2005

LITA Forum and the Art Connection

You may not have noticed, but the LITA planners have done a good job of scheduling forums to correspond with art events.

Go back five years to the LITA Forum in Portland, Oregon. I arrived the day before the opening session, dropped off my bags at the hotel, and caught the light rail to the Portland Art Museum. It happened to be a day the museum was running a food drive for the local shelter program. The admissions clerk told me that I could save the $10.00 admission fee if I walked to the Safeway on next block and brought back a couple of items for the drive. I did and got in the museum for the price of canned corn and fruit cocktail. I enjoyed seeing a big show of the Hudson River School painter Frederick Edwin Church’s landscape paintings. There was also an exhibit of early Soviet painting that was very grim.

In 2001 the LITA planners brought the forum to Milwaukee the very week that the Milwaukee Art Museum dedicated its beautiful new wing designed by Santiago Calatrava. On exhibit at that time was a fantastic collection of colorful glasswork by Dale Chihuly, which fit very nicely in the bright white gallery space.

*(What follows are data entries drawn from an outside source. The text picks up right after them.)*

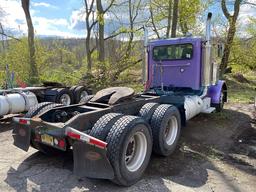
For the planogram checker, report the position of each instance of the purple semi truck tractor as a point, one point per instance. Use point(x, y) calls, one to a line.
point(113, 133)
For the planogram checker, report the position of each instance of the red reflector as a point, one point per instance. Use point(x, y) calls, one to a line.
point(23, 121)
point(61, 143)
point(73, 135)
point(98, 143)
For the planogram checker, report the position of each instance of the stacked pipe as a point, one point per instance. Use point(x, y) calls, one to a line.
point(16, 102)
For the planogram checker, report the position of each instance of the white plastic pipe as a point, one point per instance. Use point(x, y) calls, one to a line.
point(16, 103)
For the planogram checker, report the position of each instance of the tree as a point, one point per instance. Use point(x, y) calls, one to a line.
point(101, 22)
point(90, 22)
point(175, 17)
point(232, 19)
point(33, 73)
point(166, 16)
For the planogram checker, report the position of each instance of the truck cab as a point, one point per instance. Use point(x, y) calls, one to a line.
point(185, 66)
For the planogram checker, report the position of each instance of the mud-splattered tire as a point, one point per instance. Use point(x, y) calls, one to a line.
point(147, 111)
point(86, 99)
point(33, 111)
point(102, 127)
point(166, 126)
point(130, 137)
point(79, 93)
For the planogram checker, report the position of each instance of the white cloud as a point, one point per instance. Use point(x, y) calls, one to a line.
point(43, 4)
point(15, 21)
point(14, 16)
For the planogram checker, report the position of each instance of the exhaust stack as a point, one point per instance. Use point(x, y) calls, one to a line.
point(207, 55)
point(145, 62)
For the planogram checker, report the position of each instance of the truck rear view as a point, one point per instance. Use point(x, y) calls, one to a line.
point(114, 132)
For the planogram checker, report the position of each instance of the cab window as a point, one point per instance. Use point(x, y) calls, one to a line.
point(173, 52)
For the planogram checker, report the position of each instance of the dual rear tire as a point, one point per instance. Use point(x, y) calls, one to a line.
point(131, 139)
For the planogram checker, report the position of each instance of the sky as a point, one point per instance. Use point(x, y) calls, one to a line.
point(63, 17)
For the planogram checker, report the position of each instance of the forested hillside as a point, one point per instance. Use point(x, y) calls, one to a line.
point(111, 50)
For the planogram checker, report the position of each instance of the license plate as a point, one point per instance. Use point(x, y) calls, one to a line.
point(47, 139)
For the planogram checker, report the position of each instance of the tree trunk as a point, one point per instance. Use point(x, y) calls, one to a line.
point(231, 32)
point(101, 48)
point(169, 19)
point(88, 54)
point(33, 73)
point(175, 18)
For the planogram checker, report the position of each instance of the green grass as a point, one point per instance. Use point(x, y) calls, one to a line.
point(241, 92)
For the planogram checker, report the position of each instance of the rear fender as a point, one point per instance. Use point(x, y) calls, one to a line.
point(214, 92)
point(89, 153)
point(21, 133)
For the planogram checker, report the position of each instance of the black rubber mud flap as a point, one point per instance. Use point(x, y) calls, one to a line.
point(21, 135)
point(91, 161)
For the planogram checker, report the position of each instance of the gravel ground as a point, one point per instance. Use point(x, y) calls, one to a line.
point(216, 153)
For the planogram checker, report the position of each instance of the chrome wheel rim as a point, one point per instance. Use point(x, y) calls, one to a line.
point(65, 99)
point(136, 151)
point(171, 130)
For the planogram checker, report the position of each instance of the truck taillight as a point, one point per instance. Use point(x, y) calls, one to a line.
point(75, 134)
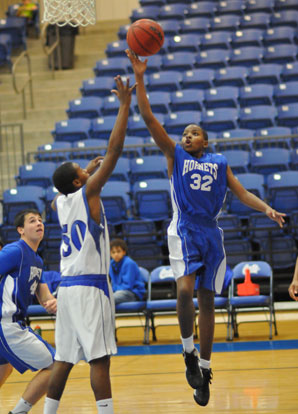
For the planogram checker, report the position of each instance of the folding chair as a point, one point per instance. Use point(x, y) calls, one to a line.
point(261, 273)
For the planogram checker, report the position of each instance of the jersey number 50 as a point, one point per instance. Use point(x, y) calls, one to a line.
point(77, 235)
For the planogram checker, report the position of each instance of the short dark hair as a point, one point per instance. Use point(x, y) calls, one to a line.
point(63, 178)
point(119, 243)
point(19, 219)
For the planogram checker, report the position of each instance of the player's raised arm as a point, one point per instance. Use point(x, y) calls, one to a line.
point(158, 133)
point(252, 200)
point(116, 141)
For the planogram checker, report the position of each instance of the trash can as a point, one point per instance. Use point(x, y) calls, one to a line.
point(67, 35)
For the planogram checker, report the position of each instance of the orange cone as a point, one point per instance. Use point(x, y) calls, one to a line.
point(248, 288)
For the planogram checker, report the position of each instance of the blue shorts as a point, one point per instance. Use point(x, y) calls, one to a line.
point(23, 348)
point(197, 249)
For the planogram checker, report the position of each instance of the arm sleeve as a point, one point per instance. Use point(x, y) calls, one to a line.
point(10, 258)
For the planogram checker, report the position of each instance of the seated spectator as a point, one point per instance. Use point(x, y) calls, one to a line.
point(126, 278)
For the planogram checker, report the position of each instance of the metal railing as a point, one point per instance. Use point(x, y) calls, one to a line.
point(28, 81)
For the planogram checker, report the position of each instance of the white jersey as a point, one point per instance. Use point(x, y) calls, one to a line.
point(85, 247)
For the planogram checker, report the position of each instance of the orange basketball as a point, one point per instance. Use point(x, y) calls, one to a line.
point(145, 37)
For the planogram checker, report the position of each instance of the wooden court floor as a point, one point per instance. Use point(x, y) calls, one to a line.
point(264, 381)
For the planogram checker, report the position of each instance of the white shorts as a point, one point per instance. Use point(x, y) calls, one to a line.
point(23, 348)
point(85, 324)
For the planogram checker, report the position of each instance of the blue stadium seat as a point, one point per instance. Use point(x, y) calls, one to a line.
point(146, 12)
point(159, 101)
point(222, 96)
point(238, 160)
point(172, 11)
point(176, 122)
point(85, 107)
point(178, 61)
point(280, 54)
point(197, 25)
point(259, 6)
point(283, 190)
point(197, 79)
point(5, 50)
point(287, 115)
point(52, 151)
point(231, 76)
point(216, 40)
point(121, 171)
point(170, 27)
point(233, 142)
point(258, 116)
point(72, 130)
point(255, 21)
point(256, 94)
point(82, 150)
point(285, 18)
point(147, 167)
point(213, 58)
point(269, 160)
point(201, 9)
point(290, 72)
point(230, 7)
point(111, 66)
point(137, 127)
point(100, 86)
point(187, 100)
point(219, 119)
point(116, 48)
point(152, 199)
point(20, 198)
point(265, 73)
point(252, 182)
point(225, 22)
point(283, 142)
point(116, 201)
point(36, 174)
point(279, 35)
point(164, 81)
point(188, 42)
point(247, 37)
point(246, 56)
point(102, 127)
point(286, 5)
point(286, 93)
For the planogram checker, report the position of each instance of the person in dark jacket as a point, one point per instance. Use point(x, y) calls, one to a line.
point(127, 282)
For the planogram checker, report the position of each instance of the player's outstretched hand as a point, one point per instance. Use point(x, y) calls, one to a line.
point(50, 305)
point(293, 290)
point(276, 216)
point(123, 91)
point(139, 66)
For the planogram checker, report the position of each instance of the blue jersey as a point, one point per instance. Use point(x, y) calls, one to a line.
point(198, 186)
point(21, 272)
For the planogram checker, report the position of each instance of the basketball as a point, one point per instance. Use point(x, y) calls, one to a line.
point(145, 37)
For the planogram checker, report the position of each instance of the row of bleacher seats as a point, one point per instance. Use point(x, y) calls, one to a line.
point(191, 99)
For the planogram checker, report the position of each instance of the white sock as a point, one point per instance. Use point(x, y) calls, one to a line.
point(204, 363)
point(105, 406)
point(50, 406)
point(188, 344)
point(22, 407)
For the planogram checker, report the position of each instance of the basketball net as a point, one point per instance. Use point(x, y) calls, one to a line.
point(72, 12)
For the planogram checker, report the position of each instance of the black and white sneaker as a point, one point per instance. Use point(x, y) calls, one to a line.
point(202, 393)
point(193, 371)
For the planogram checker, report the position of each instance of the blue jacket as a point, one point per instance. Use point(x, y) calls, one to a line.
point(126, 275)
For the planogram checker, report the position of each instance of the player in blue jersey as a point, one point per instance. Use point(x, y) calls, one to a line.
point(198, 182)
point(21, 278)
point(85, 326)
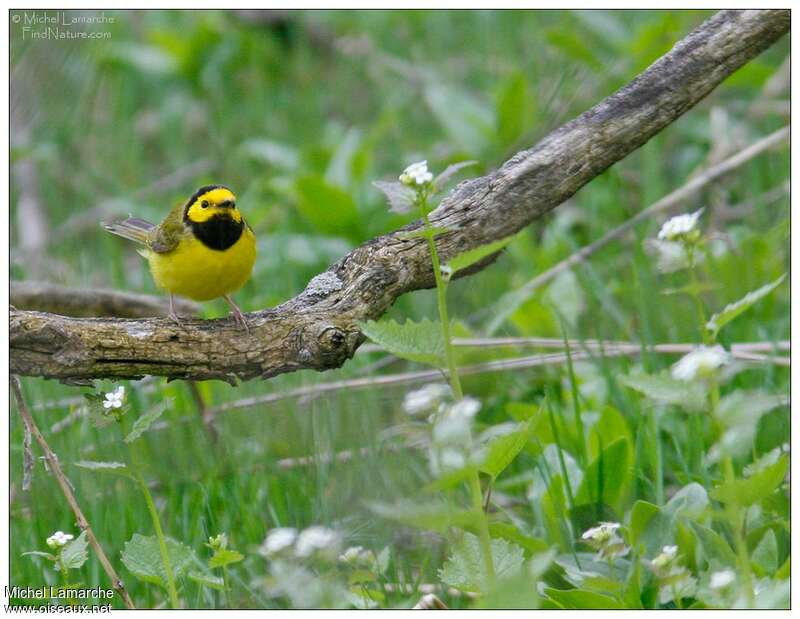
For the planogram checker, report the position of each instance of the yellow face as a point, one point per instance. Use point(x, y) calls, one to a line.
point(216, 201)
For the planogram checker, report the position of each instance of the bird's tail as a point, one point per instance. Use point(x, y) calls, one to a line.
point(132, 229)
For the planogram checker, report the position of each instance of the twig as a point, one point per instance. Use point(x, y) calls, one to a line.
point(508, 301)
point(66, 489)
point(318, 329)
point(503, 365)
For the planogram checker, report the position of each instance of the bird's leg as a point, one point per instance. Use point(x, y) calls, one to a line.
point(173, 316)
point(237, 313)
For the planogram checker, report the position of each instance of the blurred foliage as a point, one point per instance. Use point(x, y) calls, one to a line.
point(299, 112)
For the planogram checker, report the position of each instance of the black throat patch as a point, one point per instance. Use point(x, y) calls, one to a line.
point(220, 232)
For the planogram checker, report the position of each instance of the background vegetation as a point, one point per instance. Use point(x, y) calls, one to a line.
point(299, 113)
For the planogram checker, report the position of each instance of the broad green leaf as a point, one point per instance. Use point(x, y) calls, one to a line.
point(765, 555)
point(465, 568)
point(508, 532)
point(578, 599)
point(690, 501)
point(330, 209)
point(75, 553)
point(440, 181)
point(468, 258)
point(714, 547)
point(719, 320)
point(667, 390)
point(142, 557)
point(400, 197)
point(416, 341)
point(746, 492)
point(143, 422)
point(207, 580)
point(223, 557)
point(501, 451)
point(606, 475)
point(641, 514)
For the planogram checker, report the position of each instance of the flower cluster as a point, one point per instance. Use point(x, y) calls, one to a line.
point(606, 541)
point(703, 362)
point(115, 399)
point(674, 581)
point(315, 541)
point(682, 228)
point(59, 539)
point(416, 175)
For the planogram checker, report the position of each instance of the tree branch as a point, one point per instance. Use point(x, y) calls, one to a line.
point(318, 328)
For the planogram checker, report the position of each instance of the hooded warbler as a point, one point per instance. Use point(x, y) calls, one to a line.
point(202, 250)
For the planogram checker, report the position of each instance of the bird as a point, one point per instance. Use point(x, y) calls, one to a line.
point(203, 249)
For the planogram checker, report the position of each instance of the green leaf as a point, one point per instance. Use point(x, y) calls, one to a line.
point(468, 258)
point(719, 320)
point(117, 468)
point(606, 475)
point(690, 501)
point(665, 389)
point(715, 548)
point(223, 557)
point(39, 553)
point(765, 555)
point(501, 451)
point(143, 422)
point(746, 492)
point(207, 580)
point(401, 198)
point(142, 557)
point(465, 568)
point(641, 514)
point(330, 209)
point(579, 599)
point(75, 553)
point(416, 341)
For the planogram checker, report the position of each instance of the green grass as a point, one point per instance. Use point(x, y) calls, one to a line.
point(299, 126)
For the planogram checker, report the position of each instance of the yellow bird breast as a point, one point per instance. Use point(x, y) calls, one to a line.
point(198, 272)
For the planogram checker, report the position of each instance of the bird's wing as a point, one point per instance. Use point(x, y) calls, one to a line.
point(167, 235)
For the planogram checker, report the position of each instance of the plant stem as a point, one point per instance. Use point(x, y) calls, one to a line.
point(738, 539)
point(485, 539)
point(455, 382)
point(162, 541)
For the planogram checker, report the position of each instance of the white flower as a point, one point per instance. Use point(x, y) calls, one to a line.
point(356, 555)
point(700, 363)
point(58, 539)
point(720, 580)
point(416, 174)
point(115, 398)
point(682, 227)
point(277, 540)
point(668, 554)
point(425, 399)
point(602, 532)
point(315, 539)
point(465, 408)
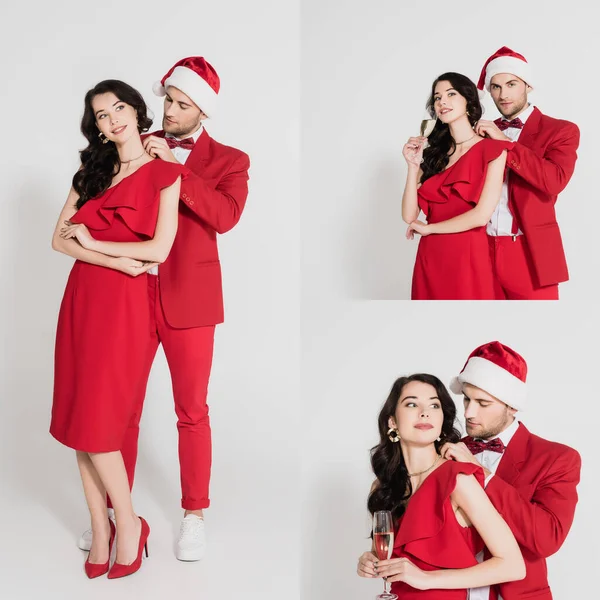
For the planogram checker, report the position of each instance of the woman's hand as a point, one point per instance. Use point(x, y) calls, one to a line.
point(132, 267)
point(401, 569)
point(413, 151)
point(78, 231)
point(366, 565)
point(419, 227)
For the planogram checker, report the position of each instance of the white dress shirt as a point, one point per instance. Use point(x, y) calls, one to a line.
point(490, 460)
point(181, 155)
point(502, 219)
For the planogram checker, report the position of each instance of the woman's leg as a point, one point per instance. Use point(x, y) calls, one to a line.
point(95, 495)
point(111, 471)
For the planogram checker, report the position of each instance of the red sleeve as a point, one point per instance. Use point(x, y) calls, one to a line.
point(219, 204)
point(551, 172)
point(541, 524)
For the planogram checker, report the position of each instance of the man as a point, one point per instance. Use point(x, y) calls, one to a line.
point(185, 291)
point(531, 481)
point(525, 242)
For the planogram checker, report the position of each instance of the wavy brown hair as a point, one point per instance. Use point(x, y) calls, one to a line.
point(441, 144)
point(100, 162)
point(393, 487)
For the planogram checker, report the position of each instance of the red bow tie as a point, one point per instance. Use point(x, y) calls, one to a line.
point(477, 446)
point(185, 143)
point(503, 124)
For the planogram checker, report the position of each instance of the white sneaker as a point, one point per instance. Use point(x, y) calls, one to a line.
point(191, 544)
point(85, 541)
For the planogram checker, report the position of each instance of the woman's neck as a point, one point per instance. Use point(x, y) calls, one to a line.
point(130, 150)
point(461, 130)
point(418, 458)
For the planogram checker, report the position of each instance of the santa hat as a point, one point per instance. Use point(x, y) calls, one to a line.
point(504, 61)
point(195, 78)
point(498, 370)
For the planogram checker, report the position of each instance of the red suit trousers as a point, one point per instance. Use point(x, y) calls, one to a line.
point(512, 271)
point(189, 355)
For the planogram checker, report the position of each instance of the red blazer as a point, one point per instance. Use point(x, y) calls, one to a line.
point(542, 162)
point(212, 200)
point(534, 489)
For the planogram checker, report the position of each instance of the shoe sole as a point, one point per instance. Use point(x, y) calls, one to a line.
point(190, 556)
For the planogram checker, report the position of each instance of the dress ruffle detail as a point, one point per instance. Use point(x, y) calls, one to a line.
point(137, 200)
point(459, 178)
point(423, 533)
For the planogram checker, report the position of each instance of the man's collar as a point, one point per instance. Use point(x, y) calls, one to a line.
point(506, 435)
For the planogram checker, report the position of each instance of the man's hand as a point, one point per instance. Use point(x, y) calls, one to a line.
point(490, 130)
point(132, 267)
point(460, 453)
point(158, 148)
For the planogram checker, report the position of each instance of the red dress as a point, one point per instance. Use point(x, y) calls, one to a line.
point(104, 321)
point(456, 266)
point(430, 536)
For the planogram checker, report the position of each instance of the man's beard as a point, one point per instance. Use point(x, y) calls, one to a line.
point(177, 130)
point(515, 111)
point(494, 429)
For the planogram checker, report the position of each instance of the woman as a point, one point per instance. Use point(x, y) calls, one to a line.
point(442, 515)
point(456, 181)
point(119, 220)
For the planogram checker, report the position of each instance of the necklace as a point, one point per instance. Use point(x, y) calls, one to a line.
point(425, 471)
point(126, 162)
point(464, 141)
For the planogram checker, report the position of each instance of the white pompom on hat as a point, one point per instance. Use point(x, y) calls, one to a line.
point(499, 371)
point(197, 79)
point(504, 60)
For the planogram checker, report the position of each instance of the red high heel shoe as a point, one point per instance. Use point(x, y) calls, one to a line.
point(93, 570)
point(119, 570)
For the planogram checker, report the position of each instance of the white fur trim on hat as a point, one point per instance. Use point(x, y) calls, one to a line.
point(192, 85)
point(508, 64)
point(494, 380)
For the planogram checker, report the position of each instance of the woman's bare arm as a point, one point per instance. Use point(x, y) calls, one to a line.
point(72, 247)
point(479, 215)
point(410, 203)
point(157, 249)
point(506, 562)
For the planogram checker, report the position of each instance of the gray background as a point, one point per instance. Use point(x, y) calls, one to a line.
point(51, 55)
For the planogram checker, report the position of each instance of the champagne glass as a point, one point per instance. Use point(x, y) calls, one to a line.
point(383, 542)
point(427, 125)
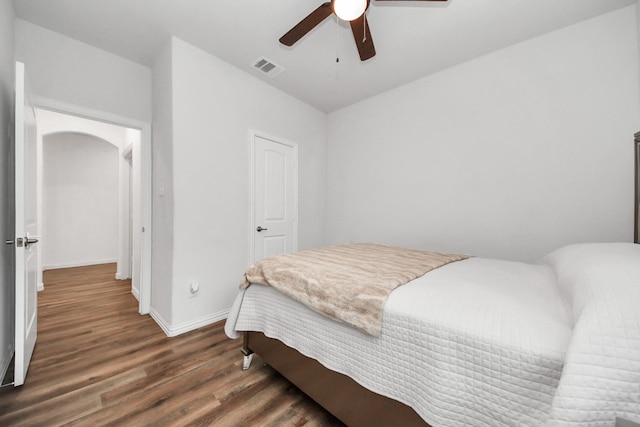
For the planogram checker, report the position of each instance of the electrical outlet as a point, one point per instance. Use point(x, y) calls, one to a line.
point(194, 287)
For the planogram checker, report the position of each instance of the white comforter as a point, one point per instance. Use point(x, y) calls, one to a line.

I also saw my favorite contemporary work in the museum, the very lifelike Janitor by Duane Hanson.

At the LITA Forum in Houston, I spent four or five hours in the Museum of Fine Arts. It was again great timing as there were two big shows. The first was an exhibit of French Impressionists and the second was a large part of the Phillips Collection from Washington, D.C., which was on loan while its home was being remodeled. I saw many Renoirs, Van Goghs, Monets, etc. I also saw a show of quilts from Gee’s Bend.

I do not remember there being any special shows at the Chrysler Museum of Art in Norfolk during the 2003 LITA Forum, but my visit was still very memorable. The admissions clerk insisted on checking whether I qualified for free entry because I was a member of the Art Institute of Chicago. Sadly I did have to pay to get in, but I got a free audio tour. The woman in charge of handing out the audio tour devices told me about all her favorite pieces in the museum and how to find them. She was right about there being a great collection of art glass. I also enjoyed the galleries of European art, including the painting titled Saint Philip by Georges de La Tour. The Chrysler museum had the friendliest staff I have ever met.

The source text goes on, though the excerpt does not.